The major health problems associated with obesity and overweight are:
• Type 2 diabetes
• Cardiovascular diseases and hypertension
• Respiratory diseases (sleep apnea syndrome)
• Some cancers
• Psychological problems
• A decrease in perceived quality of life
The degree of risk is influenced for example, by the relative amount of excess body weight, the location of the body fat, the extent of weight gain during adulthood and amount of physical activity. Most of these problems can be improved with relatively modest weight loss (10 to 15%), especially if physical activity is increased too.
Of all serious diseases, it is Type 2 diabetes (the type of diabetes which normally develops in adulthood and is associated with overweight) or non-insulin-dependent diabetes mellitus (NIDDM), which has the strongest association with obesity and overweight. Indeed, the risk of developing Type 2 diabetes rises with a BMI that is well below the cut-off point for obesity (BMI of 30). Women who are obese are more than 12 times more likely to develop Type 2 diabetes than women of healthy weight. The risk of Type 2 diabetes increases with BMI, especially in those with a family history of diabetes and decreases with weight loss.
Cardiovascular disease (CVD) includes coronary heart disease (CHD), stroke and peripheral vascular disease. These diseases account for a large proportion (up to one third) of deaths in men and women in most industrialised countries and their incidence is increasing in developing countries.
Obesity predisposes an individual to a number of cardiovascular risk factors, including hypertension and elevated blood cholesterol. In women, obesity is the third most powerful predictor of CVD after age and blood pressure. The risk of heart attack for an obese woman is about three times that of a lean woman of the same age.
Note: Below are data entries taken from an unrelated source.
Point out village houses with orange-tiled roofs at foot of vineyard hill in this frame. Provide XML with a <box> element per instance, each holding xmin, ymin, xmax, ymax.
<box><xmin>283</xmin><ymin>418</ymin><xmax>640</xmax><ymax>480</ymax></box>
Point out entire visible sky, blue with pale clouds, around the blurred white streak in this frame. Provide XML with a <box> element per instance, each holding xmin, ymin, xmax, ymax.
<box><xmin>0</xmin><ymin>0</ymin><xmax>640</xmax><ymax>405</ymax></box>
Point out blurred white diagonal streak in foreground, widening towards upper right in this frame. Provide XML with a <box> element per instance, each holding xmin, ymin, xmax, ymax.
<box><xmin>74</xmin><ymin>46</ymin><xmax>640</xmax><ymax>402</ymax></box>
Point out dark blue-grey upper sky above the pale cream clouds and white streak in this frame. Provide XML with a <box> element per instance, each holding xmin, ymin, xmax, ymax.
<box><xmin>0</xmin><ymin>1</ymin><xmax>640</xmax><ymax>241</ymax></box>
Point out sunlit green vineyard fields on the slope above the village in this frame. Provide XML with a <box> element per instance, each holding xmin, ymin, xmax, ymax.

Obese individuals are more likely to have elevated blood triglycerides (blood fats), low density lipoprotein (LDL) cholesterol ("bad cholesterol") and decreased high density lipoprotein (HDL) cholesterol (“good cholesterol”). This metabolic profile is most often seen in obese people with a high accumulation of intra-abdominal fat ("apples") and has consistently been related to an increased risk of CHD. With weight loss, the levels of triglycerides can be expected to improve. A 10 kg weight loss can produce a 15% decrease in LDL cholesterol levels and an 8% increase in HDL cholesterol.
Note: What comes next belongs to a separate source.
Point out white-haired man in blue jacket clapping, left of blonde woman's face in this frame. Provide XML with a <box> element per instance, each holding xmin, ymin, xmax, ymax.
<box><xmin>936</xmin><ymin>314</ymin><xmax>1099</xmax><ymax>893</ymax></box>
The association between hypertension (high blood pressure) and obesity is well documented and the proportion of hypertension attributable to obesity has been estimated to be 30-65% in Western populations. In fact, blood pressure increases with BMI; for every 10 kg increase in weight, blood pressure rises by 2-3mm Hg. Conversely, weight loss induces a fall in blood pressure and typically, for each 1% reduction in body weight, blood pressure falls by 1-2mm Hg.
The prevalence of hypertension in overweight individuals is nearly three times higher than in non-overweight adults and the risk in overweight individuals aged 20-44 years of hypertension is nearly six times greater than in non-overweight adults.
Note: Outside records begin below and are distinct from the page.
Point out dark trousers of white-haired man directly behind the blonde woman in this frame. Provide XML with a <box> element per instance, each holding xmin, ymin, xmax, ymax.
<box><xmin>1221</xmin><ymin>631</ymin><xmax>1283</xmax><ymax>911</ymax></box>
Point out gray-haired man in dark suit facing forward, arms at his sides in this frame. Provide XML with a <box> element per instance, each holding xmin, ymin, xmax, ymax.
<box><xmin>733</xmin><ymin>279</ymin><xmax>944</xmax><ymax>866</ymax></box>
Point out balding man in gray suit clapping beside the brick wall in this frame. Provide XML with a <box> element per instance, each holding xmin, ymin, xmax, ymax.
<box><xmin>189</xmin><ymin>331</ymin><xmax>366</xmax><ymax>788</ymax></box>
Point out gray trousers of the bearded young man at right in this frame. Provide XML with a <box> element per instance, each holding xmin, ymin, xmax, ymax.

Although the link between obesity and cancer is less well defined, several studies have found an association between overweight and the incidence of certain cancers, particularly of hormone-dependent and gastrointestinal cancers. Greater risks of breast, endometrial, ovarian and cervical cancers have been documented for obese women and there is some evidence of increased risk of prostate and rectal cancer in men. The clearest association is with cancer of the colon, for which obesity increases the risk by nearly three times in both men and women.
Degenerative diseases of the weight-bearing joints, such as the knee, are very common complications of obesity and overweight. Mechanical damage to joints resulting from excess weight is generally thought to be the cause. Pain in the lower back is also more common in obese people and may be one of the major contributors to obesity-related absenteeism from work.
Obesity is highly stigmatised in many European countries in terms of both perceived undesirable bodily appearance and of the character defects that it is supposed to indicate. Even children as young as six perceive obese children as “lazy, dirty, stupid, ugly, liars and cheats”.
Obese people have to contend with discrimination. A study of overweight young women in the USA showed that they earn significantly less than healthy women who are not overweight or than women with other chronic health problems.
Compulsive overeating also occurs with increased frequency among obese people and many people with this eating disorder have a long history of bingeing and weight fluctuations.